I was fortunate enough to make it out to one of Luminato's closing events this weekend. On Saturday and Sunday, a bunch of Toronto's best restos, chefs, catering companies and cooking schools lined up along Queen's Park to offer samples of some of their great gourmet dishes at the price of just $5 a pop. Check out my coverage of the event on spotlightTO:


Gooey? Peanut Butter and Nutella Brownies...

Yesterday, after making it home earlier from work than expected (yipee), I decided to FINALLY make my mom those gooey peanut butter and nutella brownies I promised I would make her for her birthday...which was on Friday. Whatever, don't judge me, the only reason why I couldn't get it done is because I was busy making her a storybook..ya, sweet, I know, so I'm excused for the late dessert now, right?

So I thought I was prepared--ingredient wise that is--I had the nutella, the brand new giant PB jar (and yes, Mel this is the first time we've had to buy a new one since you left, and no the last jar isn't even quite finished yet), the full carton of eggs and the butter. But as I got to work I realized, shit, 3/4 cups of cocoa? I only have the equivalent of one teaspoon. But hot chocolate is just the American way of saying cocoa anyways right?....meeehhh, not quite.
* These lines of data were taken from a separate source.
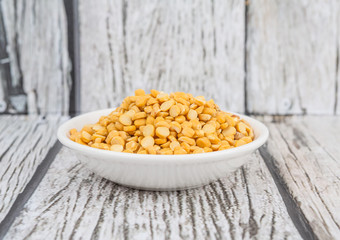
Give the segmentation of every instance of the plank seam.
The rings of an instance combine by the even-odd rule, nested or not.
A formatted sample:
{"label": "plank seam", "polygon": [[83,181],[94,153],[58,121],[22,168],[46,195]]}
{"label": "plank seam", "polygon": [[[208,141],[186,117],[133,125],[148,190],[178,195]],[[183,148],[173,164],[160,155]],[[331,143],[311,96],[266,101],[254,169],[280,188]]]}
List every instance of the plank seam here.
{"label": "plank seam", "polygon": [[67,45],[71,69],[71,91],[69,115],[75,116],[80,112],[80,28],[78,0],[64,0],[65,13],[67,18]]}
{"label": "plank seam", "polygon": [[6,114],[8,110],[8,103],[9,103],[9,93],[8,93],[8,82],[11,81],[11,74],[10,74],[10,62],[9,62],[9,56],[6,50],[7,47],[7,36],[6,36],[6,30],[5,30],[5,24],[2,14],[2,6],[0,1],[0,74],[3,74],[4,81],[1,81],[0,84],[2,85],[2,88],[7,91],[3,91],[4,94],[4,100],[5,106],[0,106],[1,109],[4,109],[1,114]]}
{"label": "plank seam", "polygon": [[248,77],[248,65],[247,65],[247,42],[248,42],[248,0],[244,1],[244,55],[243,55],[243,64],[244,64],[244,113],[249,114],[248,110],[248,83],[247,83],[247,77]]}
{"label": "plank seam", "polygon": [[18,195],[11,209],[9,210],[3,221],[0,223],[0,240],[2,240],[5,237],[7,231],[13,224],[14,220],[16,219],[17,216],[19,216],[19,214],[23,210],[26,202],[31,198],[31,196],[37,189],[38,185],[45,176],[47,170],[49,169],[50,165],[52,164],[53,160],[55,159],[60,149],[61,144],[59,143],[59,141],[56,140],[56,143],[48,151],[44,160],[39,164],[39,166],[35,170],[31,180],[28,182],[23,192]]}
{"label": "plank seam", "polygon": [[305,240],[318,239],[315,233],[313,232],[312,227],[309,225],[308,220],[303,214],[301,208],[298,206],[292,195],[289,193],[288,186],[284,183],[283,179],[280,177],[277,167],[275,167],[274,164],[272,163],[273,161],[275,161],[275,159],[267,151],[267,144],[261,147],[259,149],[259,152],[270,174],[272,175],[275,185],[286,206],[287,212],[290,218],[292,219],[294,226],[300,233],[300,236]]}

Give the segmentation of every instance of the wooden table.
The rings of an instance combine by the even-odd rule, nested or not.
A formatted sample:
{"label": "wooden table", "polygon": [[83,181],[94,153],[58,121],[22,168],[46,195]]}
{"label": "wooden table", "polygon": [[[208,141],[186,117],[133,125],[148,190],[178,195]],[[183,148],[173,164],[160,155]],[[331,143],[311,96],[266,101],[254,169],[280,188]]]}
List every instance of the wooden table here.
{"label": "wooden table", "polygon": [[[249,163],[121,187],[56,141],[137,88],[250,114],[340,115],[340,1],[0,0],[0,239],[340,239],[340,117],[257,117]],[[46,116],[41,116],[45,115]]]}
{"label": "wooden table", "polygon": [[340,117],[257,117],[248,164],[208,186],[129,189],[56,141],[68,117],[0,117],[0,239],[339,239]]}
I'm a proud baker and my experiments in the 9x13 are usually a success...but last night something went horribly wrong. Despite having been baked for way longer than the suggested 15 minutes, the brownies were no where close to done. I pulled them out anyways, since the edges looked crusty and borderline overdone, even though the whole middle of the cake wobbled like jello as I set it on the counter. So it turns out, Tim Horton's hot chocolate is not quite the suitable replacement for Fry's I later learned from my mom/ baking mentor. Fry's, being unsweetened, acts somewhat like a flour, whereas the hot chocolate already has sugar added...the reason that prevented my brownies for setting.

But fret not, my sweet friends...whether it be solid, slightly gooey, or completely runny, there is no way to serve peanut butter and nutella that is not deliciously indulgent. So what did I learn from this experience? Hot chocolate=not a baking substitute for brownies, however, may be the secret ingredient for very tasty molten cakes!